But that would mean welding about 84 pieces of 14 cm square tubing to each other to make the matrix.
I looked at glueing drainage pipes together to make the matrix but I don't like the look of that. And it got messy in the end.

Any other ideas how to make it? 

I could just take the 14 cm planks, cut risers and screw the long shelves onto the risers, staggering so that I can get to the screws. Not as elegant but at least it is simple.
But I am not satisfied with all of the ideas yet, anybody a better idea?

Lykle


----------



## bradbyname (Jun 21, 2011)

Personally, I slide the material over the cross beams of my work bench which are spaced around 1 meter apart.

If you wanted to improve upon it you could take a horizontal bar, to the depth of your workbench and add pins to it spaced out evenly so that you can organise them into categories which by the sounds of it is what you are aiming for. this way the lengths are only supported in 1 meter intervals oppose to all of the way along the length for instance.

Furthermore, be careful if you are planning on front loading your workbench as i can see alot of chips getting into the plank design  will collect dust well too.

Not sure if i am making sense there or not. been a long day!


----------



## 1Kenny (Jun 21, 2011)

I used cheep PVC pipe and used drywall screws to screw the PVC to the bottom of a bench. Long PVC for longer pieces and a few short ones for cut pieces.


----------



## portlandron (Jun 21, 2011)

If you don't like the look of the round PVC pipe what about the square PVC they have for gutter down spouts.


----------



## Blue_Rock (Jun 22, 2011)

Hi, I've been working at optimising my metal (and wood) storage for years now and I am almost happy with my setup. 
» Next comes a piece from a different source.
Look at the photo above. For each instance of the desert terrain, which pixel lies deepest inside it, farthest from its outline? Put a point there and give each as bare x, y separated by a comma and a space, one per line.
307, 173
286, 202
Smaller pieces go in 300mm x 400mm plastic bins stored under bench and on shelving.






Medium lengths go in square down pipe under bench.





Longer lengths are stored on tubular shelving about 2 metres long, the bars are spaced about 600mm apart.





Really long lengths go up on the trusses in my garage.

Small round stock goes under lathe in round PVC tube.





I generally prefer the square downpipe because it makes better use of the space. However, the round PVC comes in a lot of different sizes and is good if you want to store smaller quantities of stock and keep the different sizes/materials separated.


----------



## dwentz (Jun 22, 2011)

I have been cleaning a rearranging the shop here also. Material storage is my next adventure.
Currently I store the smaller under 1 foot lengths in a open lateral file cabinet, and I have been happy with that for stuff under 1 foot. For the longer pieces. I have a set of 24x48 inch shelfs with some PVC, and cardboard tubes, it it works out OK, but not as well as I would like. I think what I have decided on is to cut some OSB to fit on the shelfs, and screw 4 1x6's to it. These can be stacked on top of each other. The openings being on the 24 inch side. This is probably the most inexpensive and fastest solution that i have come up with, should give me about 12-16 cubbies per shelf to sort things in that are 4 foot long. Where I have my storage shelfs now I have access to the front and 1 side, so I could make some of them open to the front (48 Inch side) for smaller 2 foot lengths.


So I would have something that looks like this.

---------
| | | |
---------
| | | |
---------

--------- = OSB/Plywood

| = 1x6

I also color code my material if I know what it is, I keep a set of paint markers handy for this. Seems I always cut the side that I mark off for some reason, and always have to re-mark it.


Dale


----------